I was even more captivated by Némirovsky’s own story which is provided in the Preface to the 2004 French Edition at the back of the book. I rather enjoyed reading this after I'd finished the book, as is usually the case with prefaces, as it would have clouded my initial reading, but I'll share just a bit because it's incredible. Irène Némirovsky’s life reads like a mix between Yuri Zhivago's and Daisy Buchanan's - prominent, rich Russian family with an eccentric mother moves to France during the revolution and their daughter becomes a party girl of the social set. The young Irène wrote many notebooks and letters which would then shape her prolific output of novels. Yet, with all of this industry, it sounds as though she had some time to break a few hearts:

"On 2 January 1924 she wrote to a friend, "I have had the wildest week: one ball after another, and I'm still a bit heady and finding it difficult to get back into the routine of work..." Another time she wrote from Nice, "I'm behaving like a madwoman, it's shameful. I dance all night long. Every evening there are very chic entertainments in different hotels, and as my lucky star has blessed me with a few handsome young men, I'm enjoying myself very much indeed." A further letter, written just after a return from Nice reads... "I haven't behaved very well...for a change...The evening before I left, there was a grand ball at our hotel, the Negresco. I danced like a mad thing until 2 a.m. and went outside in the freezing cold to drink champagne and flirt."

It warms me to know that Irène Némirovsky was allowed these happy times, as well as a loving husband, two daughters, and a vibrant literary career - as her life was cut short by the war, it is only fair that she had these memories.

Apart from this glimpse into the very fun and very likeable Mlle Irène, the publication provides her original notebooks on the Suite Française, how she planned the characters and her plans for additional segments to continue after Storm in June and Dolce (the current and only segments of the novel.) As a writer, I love reading how writers create their craft, so this inclusion was a real treat for me. It seems that Némirovsky was ahead of her time, thinking of her writing in a cinematic way, wanting the work to "unravel like a film," which it does, leaving the reader begging for the additional three volumes that were planned, but never written.

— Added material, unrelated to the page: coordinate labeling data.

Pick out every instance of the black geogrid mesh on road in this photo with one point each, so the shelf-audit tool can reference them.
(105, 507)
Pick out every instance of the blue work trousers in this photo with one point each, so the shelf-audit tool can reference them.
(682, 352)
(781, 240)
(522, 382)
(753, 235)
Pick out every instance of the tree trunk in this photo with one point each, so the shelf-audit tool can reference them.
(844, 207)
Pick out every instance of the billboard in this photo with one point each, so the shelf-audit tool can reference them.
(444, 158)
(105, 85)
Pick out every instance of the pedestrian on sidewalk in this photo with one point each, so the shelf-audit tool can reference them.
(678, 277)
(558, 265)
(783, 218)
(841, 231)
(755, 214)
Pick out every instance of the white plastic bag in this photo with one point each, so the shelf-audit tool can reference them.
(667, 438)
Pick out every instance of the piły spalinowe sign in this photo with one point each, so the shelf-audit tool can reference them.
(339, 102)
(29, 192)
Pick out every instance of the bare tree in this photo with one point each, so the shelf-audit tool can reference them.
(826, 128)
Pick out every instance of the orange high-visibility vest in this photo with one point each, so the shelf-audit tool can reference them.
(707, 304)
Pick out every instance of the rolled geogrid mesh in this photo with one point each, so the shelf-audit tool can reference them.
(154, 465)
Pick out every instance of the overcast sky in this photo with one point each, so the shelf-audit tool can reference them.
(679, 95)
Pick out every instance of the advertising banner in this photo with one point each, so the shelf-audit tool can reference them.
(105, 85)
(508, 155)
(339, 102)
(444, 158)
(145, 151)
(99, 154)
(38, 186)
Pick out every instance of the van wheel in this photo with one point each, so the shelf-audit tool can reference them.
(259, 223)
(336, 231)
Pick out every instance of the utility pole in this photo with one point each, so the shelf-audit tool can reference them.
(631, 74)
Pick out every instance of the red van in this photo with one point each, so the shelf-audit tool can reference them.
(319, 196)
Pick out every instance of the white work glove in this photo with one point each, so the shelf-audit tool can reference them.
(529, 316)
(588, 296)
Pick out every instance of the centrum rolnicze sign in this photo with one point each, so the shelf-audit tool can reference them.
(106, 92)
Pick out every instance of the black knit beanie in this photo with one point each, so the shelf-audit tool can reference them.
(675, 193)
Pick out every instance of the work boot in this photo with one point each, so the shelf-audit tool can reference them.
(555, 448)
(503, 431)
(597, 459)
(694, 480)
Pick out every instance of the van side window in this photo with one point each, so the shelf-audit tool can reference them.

Irène Némirovsky died in Auschwitz in 1942, leaving behind her family who kept the manuscript for Suite Française as a hidden secret treasure during their years of hiding and struggle. Finally, her remaining daughter Denise Epstein brought it to publication in France in 2004, and in the United States in 2006. The work is beautiful, sad, humorous, transporting, and replete with imagination. It inspires.